Py: Customer Churn Classification#
This notebook was originally created by Josh Jaroudy for the Data Analytics Applications subject, as Case Study 1 in the DAA M05 Classification and neural networks module.
Data Analytics Applications is a Fellowship Applications (Module 3) subject with the Actuaries Institute that aims to teach students how to apply a range of data analytics skills, such as neural networks, natural language processing, unsupervised learning and optimisation techniques, together with their professional judgement, to solve a variety of complex and challenging business problems. The business problems used as examples in this subject are drawn from a wide range of industries.
Find out more about the course here.
Define the Problem:#
Customer churn, also known as customer attrition, customer turnover or customer defection, is the loss of clients or customers. For many businesses, a high level of customer churn can negatively impact their profits, particularly because it is often quite costly for a business to acquire new customers.
For this reason, many businesses like to understand which customers are likely to churn in a given period. Armed with this information, businesses can employ different strategies to try to retain their customers. This case study investigates the use of neural networks and gradient boosting machines for predicting which customers are likely to churn.
When trying to predict customer churn, it may seem like a relatively straightforward task to obtain some past customer data and use this to determine whether future customers will churn. However, the task of deciding exactly what the output of such a prediction model should be is quite complex, and heavily dependent on how the model will be used by the business.
This notebook investigates the use of neural networks and gradient boosting machines for predicting which customers are likely to churn. This code is used in Case Study 1 in Module 5.

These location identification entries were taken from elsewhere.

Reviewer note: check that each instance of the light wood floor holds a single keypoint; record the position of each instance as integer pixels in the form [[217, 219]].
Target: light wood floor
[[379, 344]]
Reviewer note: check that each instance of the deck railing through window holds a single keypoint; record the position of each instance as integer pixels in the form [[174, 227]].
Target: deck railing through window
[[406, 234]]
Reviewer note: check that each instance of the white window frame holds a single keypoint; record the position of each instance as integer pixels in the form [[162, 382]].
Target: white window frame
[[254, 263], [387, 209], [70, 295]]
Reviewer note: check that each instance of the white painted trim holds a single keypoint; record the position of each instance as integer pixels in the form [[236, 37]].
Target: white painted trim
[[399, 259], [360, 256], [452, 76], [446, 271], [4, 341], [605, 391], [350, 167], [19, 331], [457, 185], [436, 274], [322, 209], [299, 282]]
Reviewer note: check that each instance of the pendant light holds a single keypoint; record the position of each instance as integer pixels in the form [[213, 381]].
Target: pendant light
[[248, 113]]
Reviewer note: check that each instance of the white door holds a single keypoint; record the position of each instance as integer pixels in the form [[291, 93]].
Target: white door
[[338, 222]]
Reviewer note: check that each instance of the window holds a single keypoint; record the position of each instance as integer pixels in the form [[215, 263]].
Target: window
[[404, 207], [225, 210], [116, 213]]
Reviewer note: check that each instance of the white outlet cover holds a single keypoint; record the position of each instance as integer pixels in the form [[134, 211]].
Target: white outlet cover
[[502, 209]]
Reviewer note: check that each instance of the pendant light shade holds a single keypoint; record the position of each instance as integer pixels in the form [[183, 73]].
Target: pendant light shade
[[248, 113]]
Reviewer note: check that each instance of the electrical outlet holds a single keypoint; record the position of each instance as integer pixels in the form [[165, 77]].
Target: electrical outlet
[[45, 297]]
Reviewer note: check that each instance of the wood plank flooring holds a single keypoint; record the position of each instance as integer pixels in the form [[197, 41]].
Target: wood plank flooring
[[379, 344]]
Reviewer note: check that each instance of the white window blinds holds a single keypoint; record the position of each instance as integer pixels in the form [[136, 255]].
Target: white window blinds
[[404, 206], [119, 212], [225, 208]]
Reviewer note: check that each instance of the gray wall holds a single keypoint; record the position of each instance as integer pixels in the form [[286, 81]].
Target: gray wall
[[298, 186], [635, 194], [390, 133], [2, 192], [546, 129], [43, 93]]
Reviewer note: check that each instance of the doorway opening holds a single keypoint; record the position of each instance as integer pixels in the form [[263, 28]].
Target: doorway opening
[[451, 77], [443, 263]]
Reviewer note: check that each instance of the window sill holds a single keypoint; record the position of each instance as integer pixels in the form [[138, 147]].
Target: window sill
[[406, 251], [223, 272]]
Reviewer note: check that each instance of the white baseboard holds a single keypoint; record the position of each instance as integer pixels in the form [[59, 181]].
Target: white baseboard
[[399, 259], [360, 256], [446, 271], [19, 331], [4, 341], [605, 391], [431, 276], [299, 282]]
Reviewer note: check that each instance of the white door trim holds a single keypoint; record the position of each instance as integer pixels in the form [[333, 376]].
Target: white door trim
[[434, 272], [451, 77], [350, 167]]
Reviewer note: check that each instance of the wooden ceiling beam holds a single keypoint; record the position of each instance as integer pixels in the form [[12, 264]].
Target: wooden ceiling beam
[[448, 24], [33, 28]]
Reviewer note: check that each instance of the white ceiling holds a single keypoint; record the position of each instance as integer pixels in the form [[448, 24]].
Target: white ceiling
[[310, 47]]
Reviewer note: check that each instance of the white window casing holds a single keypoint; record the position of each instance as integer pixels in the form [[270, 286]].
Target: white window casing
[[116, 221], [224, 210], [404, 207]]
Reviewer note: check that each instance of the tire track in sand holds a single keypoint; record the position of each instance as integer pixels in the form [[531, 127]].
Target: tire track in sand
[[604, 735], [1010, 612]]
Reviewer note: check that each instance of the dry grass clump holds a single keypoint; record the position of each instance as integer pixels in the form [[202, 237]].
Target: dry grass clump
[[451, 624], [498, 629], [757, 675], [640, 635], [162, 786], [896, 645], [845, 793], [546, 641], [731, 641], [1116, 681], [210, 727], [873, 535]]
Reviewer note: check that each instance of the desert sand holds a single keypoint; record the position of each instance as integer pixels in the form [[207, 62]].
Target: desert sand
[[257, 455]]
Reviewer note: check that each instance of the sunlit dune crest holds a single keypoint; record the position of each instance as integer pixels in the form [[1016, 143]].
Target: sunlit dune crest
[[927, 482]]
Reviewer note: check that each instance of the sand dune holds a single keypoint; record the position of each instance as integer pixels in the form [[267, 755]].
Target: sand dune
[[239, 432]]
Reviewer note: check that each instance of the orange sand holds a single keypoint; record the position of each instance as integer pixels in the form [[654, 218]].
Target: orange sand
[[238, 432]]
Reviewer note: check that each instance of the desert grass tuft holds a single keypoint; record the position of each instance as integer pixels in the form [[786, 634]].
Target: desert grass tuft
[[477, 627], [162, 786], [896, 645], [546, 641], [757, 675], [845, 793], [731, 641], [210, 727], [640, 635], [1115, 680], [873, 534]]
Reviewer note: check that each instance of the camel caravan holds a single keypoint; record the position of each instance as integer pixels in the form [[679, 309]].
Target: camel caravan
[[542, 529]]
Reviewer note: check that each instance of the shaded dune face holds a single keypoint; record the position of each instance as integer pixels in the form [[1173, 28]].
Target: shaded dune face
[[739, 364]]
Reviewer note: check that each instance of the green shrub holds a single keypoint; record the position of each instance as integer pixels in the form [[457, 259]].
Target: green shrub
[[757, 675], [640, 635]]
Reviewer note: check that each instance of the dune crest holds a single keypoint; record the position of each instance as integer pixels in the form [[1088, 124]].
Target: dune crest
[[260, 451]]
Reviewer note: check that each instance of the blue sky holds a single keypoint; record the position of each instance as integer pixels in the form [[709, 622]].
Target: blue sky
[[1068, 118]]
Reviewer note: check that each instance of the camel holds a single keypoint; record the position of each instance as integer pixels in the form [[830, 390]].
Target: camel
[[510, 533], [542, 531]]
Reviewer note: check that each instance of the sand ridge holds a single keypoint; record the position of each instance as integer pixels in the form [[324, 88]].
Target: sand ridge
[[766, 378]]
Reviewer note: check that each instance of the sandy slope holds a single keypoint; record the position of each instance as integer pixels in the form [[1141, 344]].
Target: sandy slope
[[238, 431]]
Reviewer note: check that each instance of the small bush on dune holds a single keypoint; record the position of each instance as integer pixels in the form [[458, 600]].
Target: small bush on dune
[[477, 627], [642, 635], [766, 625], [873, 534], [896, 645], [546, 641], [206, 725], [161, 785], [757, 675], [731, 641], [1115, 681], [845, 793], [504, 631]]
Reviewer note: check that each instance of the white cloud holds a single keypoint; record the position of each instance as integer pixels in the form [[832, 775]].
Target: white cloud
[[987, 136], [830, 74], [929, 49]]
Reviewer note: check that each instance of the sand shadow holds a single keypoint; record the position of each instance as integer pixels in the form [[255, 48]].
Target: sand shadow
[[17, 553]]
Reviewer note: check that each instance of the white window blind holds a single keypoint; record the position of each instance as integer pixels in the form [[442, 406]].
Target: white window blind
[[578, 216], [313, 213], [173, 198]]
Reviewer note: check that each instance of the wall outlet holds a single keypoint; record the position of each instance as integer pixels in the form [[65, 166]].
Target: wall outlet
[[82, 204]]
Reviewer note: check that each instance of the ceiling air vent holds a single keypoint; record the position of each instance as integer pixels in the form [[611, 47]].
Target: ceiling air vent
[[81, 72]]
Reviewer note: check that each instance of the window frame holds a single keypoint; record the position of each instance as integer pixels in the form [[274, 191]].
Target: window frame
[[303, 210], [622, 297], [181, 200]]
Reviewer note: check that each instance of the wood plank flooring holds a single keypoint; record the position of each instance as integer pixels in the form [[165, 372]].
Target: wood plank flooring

The dataset used in this notebook was sourced from a Kaggle competition that aimed to predict customer churn behaviour for a telecommunications provider:
This dataset contains 7,043 rows (one for each customer) and 21 features, including information about each customer’s:
services with the company, such as phone, internet, online security, online backup, device protection, tech support, and streaming of TV and movies;
account information, such as how long they have been a customer, contract, payment method, paperless billing, monthly charges and total charges; and
demographic information, such as gender, age range, and whether they have a partner and dependents.
The response variable in the dataset is labelled ‘Churn’. It represents whether each customer left the service provider in the month preceding the data extract date.
This section imports the packages that will be required for this exercise/case study.
import pandas as pd # Pandas is used for data management.
import numpy as np # Numpy is used for mathematical operations.
# Matplotlib and Seaborn are used for plotting.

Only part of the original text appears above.